Though not as close as the election of 2000, this election was one of the narrowest in recent history. Bush’s margin of 34 electoral votes (286-252) and three percent of the popular vote over Kerry ranks as substantially less than either of President Clinton’s victories, for instance. Clinton doubled the number of electoral votes of both of his nearest opponents and won the popular vote by five and eight percentage points, respectively.
Clinton could argue a limited mandate to pursue his tax plan and universal health care, given the size of his victories. He had another reason for his mandate on these issues: third party candidate Ross Perot, who received 19 and 8 percent of the popular vote in Clinton’s elections, agreed with him. President Bush, on the other hand, lacks this type of broad consensus on many issues.
The voters’ consensus in such a close race could be read as what the candidates could agree upon. Here, Bush and Kerry did agree upon cutting taxes for the middle and lower classes, reducing the deficit and prosecuting the war in Iraq.
Bush should also respond to the voting results by re-arranging his cabinet. The strong showing by Senator Kerry demands at least one prominent Democrat in a major cabinet position, much in the way President Clinton appointed former Republican Senator William Cohen to be Secretary of Defense. Cabinet members who have not upheld the public’s confidence must go.
Here is how four key positions in the new cabinet should look:
OUT
Secretary of State Colin Powell
Secretary of Defense Donald Rumsfeld
Attorney General John Ashcroft
National Security Advisor Condoleezza Rice
All four of them have performed incompetently in their respective positions. Powell lied to the United Nations and to the world about weapons of mass destruction in Iraq. Rumsfeld should be held accountable for military misconduct in Abu Gharib. Ashcroft has trampled over constitutional rights, especially with his application of the Patriot Act. Rice failed to imagine the possibility of terrorist hijackers taking over airplanes and crashing them into buildings despite warnings from other departments to that effect.
IN
Secretary of State – John McCain
Secretary of Defense – Wesley Clark
Attorney General – Rudy Giuliani
National Security Advisor – Chuck Hagel
These replacements better reflect the public’s wishes.

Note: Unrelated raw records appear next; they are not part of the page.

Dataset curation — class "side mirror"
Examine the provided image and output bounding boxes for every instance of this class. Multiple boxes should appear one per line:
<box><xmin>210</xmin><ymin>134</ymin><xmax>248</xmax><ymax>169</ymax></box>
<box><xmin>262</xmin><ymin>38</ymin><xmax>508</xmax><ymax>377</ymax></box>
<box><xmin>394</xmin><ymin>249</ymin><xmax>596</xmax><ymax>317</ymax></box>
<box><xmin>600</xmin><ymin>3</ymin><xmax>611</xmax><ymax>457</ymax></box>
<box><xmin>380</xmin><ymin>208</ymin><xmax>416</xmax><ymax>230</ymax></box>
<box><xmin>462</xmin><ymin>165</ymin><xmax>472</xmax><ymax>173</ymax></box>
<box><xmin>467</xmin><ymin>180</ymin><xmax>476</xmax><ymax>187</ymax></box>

McCain has earned respect from both Republicans and Democrats for his honesty and integrity. Clark is a Democrat who has shown he knows how to win a war (Kosovo). Giuliani, while no civil libertarian, brings a sense of reasonableness on judicial matters that Ashcroft could only dream of. And Republican Hagel has distinguished himself by his willingness to criticize the Bush Administration’s handling of the Iraq war.
On other issues, such as changing the tax code, altering Social Security and selecting Supreme Court Justices, President Bush has earned no capital for radical changes. He should work with Congress to find bipartisan consensus on these and other issues. By doing so, he could earn the respect of people who did not vote for him, which would go down as his greatest legacy.